Now, Father Karukaparambil is turning particular attention to girls.
“There are 26 nursing students, most of whom are pursuing B.Sc. degrees, as well as some schoolchildren,” he says. Nursing, he believes, offers a relatively accessible professional path for young women from poor families, combining employment with a chance to serve.
But the need far outstrips his means.
“I have an annual budget of 1 million rupees, but the actual requirement exceeds 4 million rupees,” he notes. Requests for educational assistance pour in, many of them compelling, almost all exceeding what he can realistically provide.
Yet he measures success not only in degrees earned, but in what happens afterward.
“With more than 50 percent of my students giving back to society, my mission has been successful in creating a ripple effect of generosity within the community,” he says.
A quiet ripple in a fragile landscape
That ripple is visible in the lives of those who return to the same landscapes that once pushed them to the margins.
In Gajapati, it looks like a young doctor who could have stayed in a metropolis instead choosing an understaffed community health center in a neglected district. It looks like Dalit and tribal Catholics stepping into roles that once seemed reserved for others: doctors, nurses, professors, civil servants.
For Montry, the path ahead is still demanding. He wants to specialize. He wants to mentor and support students like the boy he once was, stuck between a dream and a fee he could not pay. His home state still reels under a doctor shortage that leaves its most vulnerable citizens waiting at clinic doors that never open, or turning to healers who can do little for chronic illness or acute trauma.
Yet the fact that a doctor from Kattam now holds an MBBS degree from one of India’s top colleges — and chooses to stand in a crowded rural outpatient ward instead of an air-conditioned city hospital — suggests that something fundamental has shifted.

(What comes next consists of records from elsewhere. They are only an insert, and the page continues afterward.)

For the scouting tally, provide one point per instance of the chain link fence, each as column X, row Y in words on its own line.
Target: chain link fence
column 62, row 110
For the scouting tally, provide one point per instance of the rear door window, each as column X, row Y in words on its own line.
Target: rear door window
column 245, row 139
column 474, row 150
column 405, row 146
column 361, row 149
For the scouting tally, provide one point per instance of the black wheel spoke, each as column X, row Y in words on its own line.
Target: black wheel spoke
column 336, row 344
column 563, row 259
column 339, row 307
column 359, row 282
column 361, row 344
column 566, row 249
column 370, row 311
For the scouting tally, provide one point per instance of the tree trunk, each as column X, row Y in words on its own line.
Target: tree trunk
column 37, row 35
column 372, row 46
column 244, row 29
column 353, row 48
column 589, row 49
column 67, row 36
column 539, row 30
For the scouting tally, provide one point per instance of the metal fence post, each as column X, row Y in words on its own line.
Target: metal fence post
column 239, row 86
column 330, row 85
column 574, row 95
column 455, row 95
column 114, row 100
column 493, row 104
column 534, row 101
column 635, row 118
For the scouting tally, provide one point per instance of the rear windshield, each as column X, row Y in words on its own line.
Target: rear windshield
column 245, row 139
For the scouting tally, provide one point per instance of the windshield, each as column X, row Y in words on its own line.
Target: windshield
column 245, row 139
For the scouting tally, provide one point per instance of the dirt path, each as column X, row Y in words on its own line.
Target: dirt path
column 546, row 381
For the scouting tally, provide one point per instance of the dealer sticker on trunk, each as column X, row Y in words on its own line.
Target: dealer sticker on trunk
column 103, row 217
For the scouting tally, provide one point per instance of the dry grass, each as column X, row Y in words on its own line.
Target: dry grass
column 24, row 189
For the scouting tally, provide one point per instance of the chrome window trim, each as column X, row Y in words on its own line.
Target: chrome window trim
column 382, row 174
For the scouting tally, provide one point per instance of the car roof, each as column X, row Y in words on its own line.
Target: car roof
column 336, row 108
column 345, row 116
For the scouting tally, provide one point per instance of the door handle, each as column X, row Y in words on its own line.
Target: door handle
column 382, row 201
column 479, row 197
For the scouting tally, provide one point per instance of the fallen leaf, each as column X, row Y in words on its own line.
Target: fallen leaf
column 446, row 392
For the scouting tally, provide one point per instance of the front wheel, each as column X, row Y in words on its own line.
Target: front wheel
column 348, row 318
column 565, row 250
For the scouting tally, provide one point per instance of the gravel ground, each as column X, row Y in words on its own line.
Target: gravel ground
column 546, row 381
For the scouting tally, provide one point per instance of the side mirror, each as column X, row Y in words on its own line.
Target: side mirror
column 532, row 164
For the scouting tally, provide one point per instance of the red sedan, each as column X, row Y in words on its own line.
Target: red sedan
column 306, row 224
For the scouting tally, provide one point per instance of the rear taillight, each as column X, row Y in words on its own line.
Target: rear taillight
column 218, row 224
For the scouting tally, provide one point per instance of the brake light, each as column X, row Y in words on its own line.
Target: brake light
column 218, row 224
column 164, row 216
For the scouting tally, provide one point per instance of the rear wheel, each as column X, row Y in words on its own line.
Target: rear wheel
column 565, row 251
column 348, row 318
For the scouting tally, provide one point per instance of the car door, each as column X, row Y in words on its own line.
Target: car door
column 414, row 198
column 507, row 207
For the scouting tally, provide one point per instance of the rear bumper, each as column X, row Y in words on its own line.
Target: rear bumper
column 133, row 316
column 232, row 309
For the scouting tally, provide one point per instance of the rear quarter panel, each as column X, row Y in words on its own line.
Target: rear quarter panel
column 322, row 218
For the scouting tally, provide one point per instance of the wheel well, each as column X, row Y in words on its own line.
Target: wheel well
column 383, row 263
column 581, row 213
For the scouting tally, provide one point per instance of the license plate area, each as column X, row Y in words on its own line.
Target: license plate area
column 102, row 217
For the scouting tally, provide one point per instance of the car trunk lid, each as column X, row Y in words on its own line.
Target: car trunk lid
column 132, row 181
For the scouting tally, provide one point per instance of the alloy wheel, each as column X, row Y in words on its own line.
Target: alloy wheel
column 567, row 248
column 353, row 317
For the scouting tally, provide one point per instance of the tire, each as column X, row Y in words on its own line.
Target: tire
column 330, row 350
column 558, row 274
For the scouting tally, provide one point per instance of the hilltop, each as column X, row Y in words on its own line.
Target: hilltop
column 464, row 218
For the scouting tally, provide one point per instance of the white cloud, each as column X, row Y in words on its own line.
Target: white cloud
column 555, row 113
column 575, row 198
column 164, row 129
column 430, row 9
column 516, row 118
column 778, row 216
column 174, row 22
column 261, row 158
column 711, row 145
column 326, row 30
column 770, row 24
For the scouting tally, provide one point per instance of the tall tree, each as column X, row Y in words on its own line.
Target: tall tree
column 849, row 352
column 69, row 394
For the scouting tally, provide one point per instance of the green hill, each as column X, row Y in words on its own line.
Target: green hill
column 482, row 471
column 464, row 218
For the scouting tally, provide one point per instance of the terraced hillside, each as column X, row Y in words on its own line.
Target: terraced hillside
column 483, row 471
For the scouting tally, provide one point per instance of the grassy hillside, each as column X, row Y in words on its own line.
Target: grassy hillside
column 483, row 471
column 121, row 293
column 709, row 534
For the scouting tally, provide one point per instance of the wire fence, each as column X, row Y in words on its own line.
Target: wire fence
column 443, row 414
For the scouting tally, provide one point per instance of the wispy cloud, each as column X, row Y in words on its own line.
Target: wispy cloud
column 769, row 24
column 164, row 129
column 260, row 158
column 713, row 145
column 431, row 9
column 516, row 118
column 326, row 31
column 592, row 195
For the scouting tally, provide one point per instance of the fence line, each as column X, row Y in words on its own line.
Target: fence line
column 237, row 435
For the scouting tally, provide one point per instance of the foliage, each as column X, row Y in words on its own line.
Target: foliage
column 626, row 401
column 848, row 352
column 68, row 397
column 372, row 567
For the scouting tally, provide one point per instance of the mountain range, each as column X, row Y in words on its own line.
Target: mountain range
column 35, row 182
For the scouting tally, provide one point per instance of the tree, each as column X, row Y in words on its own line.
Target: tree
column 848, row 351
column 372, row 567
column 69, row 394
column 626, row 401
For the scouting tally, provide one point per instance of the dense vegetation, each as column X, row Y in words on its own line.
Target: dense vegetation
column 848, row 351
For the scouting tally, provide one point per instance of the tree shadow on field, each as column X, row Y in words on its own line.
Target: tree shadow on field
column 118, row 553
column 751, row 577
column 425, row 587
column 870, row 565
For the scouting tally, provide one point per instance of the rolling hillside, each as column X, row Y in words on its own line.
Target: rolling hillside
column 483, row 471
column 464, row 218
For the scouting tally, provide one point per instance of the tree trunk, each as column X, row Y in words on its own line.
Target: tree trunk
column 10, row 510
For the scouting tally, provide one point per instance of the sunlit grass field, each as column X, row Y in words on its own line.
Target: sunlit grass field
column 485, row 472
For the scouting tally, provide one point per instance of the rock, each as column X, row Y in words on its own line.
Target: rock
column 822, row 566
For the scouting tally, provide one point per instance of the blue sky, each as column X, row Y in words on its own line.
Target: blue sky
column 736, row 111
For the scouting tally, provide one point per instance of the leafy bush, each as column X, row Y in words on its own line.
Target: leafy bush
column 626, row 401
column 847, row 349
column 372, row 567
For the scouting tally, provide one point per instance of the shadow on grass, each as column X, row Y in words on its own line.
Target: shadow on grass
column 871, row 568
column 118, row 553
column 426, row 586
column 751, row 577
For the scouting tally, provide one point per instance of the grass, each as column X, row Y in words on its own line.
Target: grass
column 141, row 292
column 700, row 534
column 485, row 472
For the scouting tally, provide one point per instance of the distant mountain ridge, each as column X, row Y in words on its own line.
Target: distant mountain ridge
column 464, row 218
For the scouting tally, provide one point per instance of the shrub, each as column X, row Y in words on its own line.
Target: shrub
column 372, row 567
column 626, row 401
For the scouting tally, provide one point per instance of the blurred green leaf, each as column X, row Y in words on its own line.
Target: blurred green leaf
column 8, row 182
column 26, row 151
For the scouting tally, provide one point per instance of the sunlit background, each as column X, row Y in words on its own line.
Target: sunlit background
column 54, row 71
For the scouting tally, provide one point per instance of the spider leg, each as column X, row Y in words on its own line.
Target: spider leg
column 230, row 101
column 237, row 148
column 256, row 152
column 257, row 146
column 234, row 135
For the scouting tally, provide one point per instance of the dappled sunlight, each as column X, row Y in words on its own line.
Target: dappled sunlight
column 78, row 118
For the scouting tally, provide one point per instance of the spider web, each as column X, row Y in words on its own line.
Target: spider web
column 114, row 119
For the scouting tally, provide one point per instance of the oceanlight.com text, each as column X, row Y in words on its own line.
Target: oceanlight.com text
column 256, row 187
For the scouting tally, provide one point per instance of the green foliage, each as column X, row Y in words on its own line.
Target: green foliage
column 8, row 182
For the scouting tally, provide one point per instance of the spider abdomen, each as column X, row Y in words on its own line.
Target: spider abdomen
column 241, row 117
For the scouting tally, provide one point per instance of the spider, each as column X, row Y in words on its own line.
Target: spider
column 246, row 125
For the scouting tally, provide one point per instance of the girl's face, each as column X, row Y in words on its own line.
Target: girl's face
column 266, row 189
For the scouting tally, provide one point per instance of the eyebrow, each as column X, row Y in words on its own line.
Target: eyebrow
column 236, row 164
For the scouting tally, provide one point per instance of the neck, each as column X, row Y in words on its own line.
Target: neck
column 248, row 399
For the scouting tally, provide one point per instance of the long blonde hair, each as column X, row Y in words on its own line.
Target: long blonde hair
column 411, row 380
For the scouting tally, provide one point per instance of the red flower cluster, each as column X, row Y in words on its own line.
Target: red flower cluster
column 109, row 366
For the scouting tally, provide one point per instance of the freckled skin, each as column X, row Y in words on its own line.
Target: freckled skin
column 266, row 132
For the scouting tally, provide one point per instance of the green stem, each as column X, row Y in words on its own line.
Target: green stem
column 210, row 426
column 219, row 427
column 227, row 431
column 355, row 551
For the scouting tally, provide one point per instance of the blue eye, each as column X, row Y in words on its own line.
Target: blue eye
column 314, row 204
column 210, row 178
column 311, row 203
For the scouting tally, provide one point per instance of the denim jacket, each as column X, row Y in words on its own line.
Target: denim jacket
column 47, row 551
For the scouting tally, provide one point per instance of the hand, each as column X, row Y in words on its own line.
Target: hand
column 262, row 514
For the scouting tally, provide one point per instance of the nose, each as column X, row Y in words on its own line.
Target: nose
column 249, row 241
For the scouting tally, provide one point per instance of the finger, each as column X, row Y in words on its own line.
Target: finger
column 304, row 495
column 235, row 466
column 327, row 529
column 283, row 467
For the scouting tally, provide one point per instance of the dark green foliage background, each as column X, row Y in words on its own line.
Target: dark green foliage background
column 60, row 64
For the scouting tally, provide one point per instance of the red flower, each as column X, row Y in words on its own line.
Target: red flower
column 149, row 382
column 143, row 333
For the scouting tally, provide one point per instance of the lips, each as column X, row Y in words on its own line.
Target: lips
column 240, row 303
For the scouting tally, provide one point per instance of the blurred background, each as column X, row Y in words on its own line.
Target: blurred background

From the ashes of persecution and the grind of generational poverty, a quiet, church-driven experiment in education is reshaping lives at the edges of India’s development story. It operates largely off the books and outside the headlines: a bishop’s recommendation letter here, a priest’s saved stipend there, a scholarship negotiated with a skeptical college administrator.
For patients lining up outside the Kashinagar Community Health Center each morning, its impact is immediate and personal. For Odisha’s Dalit and tribal Catholics, it is a slow but profound reimagining of what is possible.